The Transcoder API allows you to concatenate videos, mix audio tracks, and
more. The JobConfig
JSON
specification is highly flexible, and this can create ambiguity between inputs
and outputs. You can define certain stream mappings to clear up this ambiguity.
If you do not, the API provides reasonable default stream mappings for you.

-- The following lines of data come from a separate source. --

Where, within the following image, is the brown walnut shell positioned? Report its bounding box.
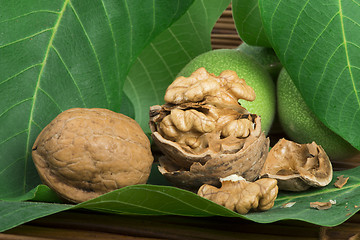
[32,108,153,203]
[151,107,270,191]
[150,68,269,191]
[260,138,333,191]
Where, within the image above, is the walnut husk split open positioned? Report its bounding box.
[150,68,269,191]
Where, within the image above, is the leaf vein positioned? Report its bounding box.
[52,46,86,107]
[0,28,53,49]
[69,0,110,107]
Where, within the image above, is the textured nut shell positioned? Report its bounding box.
[260,139,333,191]
[32,108,153,202]
[154,133,269,191]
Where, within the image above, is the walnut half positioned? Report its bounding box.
[198,175,278,214]
[150,68,269,191]
[260,138,333,191]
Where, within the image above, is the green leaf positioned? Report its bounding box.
[232,0,271,47]
[124,0,230,133]
[259,0,360,149]
[0,0,193,198]
[0,167,360,231]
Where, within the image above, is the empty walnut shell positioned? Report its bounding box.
[32,108,153,203]
[150,68,269,191]
[260,138,333,191]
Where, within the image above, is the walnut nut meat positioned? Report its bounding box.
[150,68,269,191]
[32,108,153,203]
[198,175,278,214]
[260,138,333,191]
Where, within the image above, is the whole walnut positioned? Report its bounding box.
[150,68,269,191]
[32,108,153,203]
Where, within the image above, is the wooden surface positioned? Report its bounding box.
[0,211,360,240]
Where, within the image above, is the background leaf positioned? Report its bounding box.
[0,167,360,231]
[0,0,193,198]
[259,0,360,149]
[124,0,230,133]
[232,0,271,47]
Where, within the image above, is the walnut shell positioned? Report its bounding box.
[260,138,333,191]
[150,68,269,191]
[32,108,153,203]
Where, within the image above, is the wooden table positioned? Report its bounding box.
[0,211,360,240]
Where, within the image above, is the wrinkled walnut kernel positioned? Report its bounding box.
[149,68,269,191]
[198,174,278,214]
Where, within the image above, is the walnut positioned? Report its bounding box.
[198,175,278,214]
[150,68,269,191]
[32,108,153,202]
[260,138,333,191]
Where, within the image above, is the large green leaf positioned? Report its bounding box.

This page shows the default stream mappings provided by the API and some advanced configuration examples for the encoding of input media files.
Background
The inputs
list in a JobConfig
specifies which files to download, not how to
use them. Each input is paired with a key to identify it.
The editList
defines a sequence of edits as a timeline for the output file (or
manifest) from a transcoding job. The inputs
in the editList
determine which
inputs to use in each atom.
For more information, read the Concepts section in the Overview.
Default video mapping
Each atom in the editList
must reference at least one input that contains a
video track. If multiple inputs are defined for an atom and each contains a
video track, the first input in the inputs
list is used as the video source;
this is the default mapping. If none of the inputs contains a video track, the
job fails.
The following configuration concatenates the first 5 seconds of video track
input0.mp4
with 10 seconds of video track input1.mov
into the output file:
"inputs": [
{
"key": "input0",
"uri": "gs://my-bucket/input0.mp4"
},
{
"key": "input1",
"uri": "gs://my-bucket/input1.mov"
}
],
"editList": [
{
"key": "atom0",
"inputs": ["input0"],
"endTimeOffset": "5s",
"startTimeOffset": "0s"
},
{
"key": "atom1",
"inputs": ["input1"],
"endTimeOffset": "20s",
"startTimeOffset": "10s"
}
]
See Concatenating multiple input videos for more information.
Default audio mappings
Audio mappings apply to a variety of situations, most notably when there is a mismatched number of audio inputs to outputs.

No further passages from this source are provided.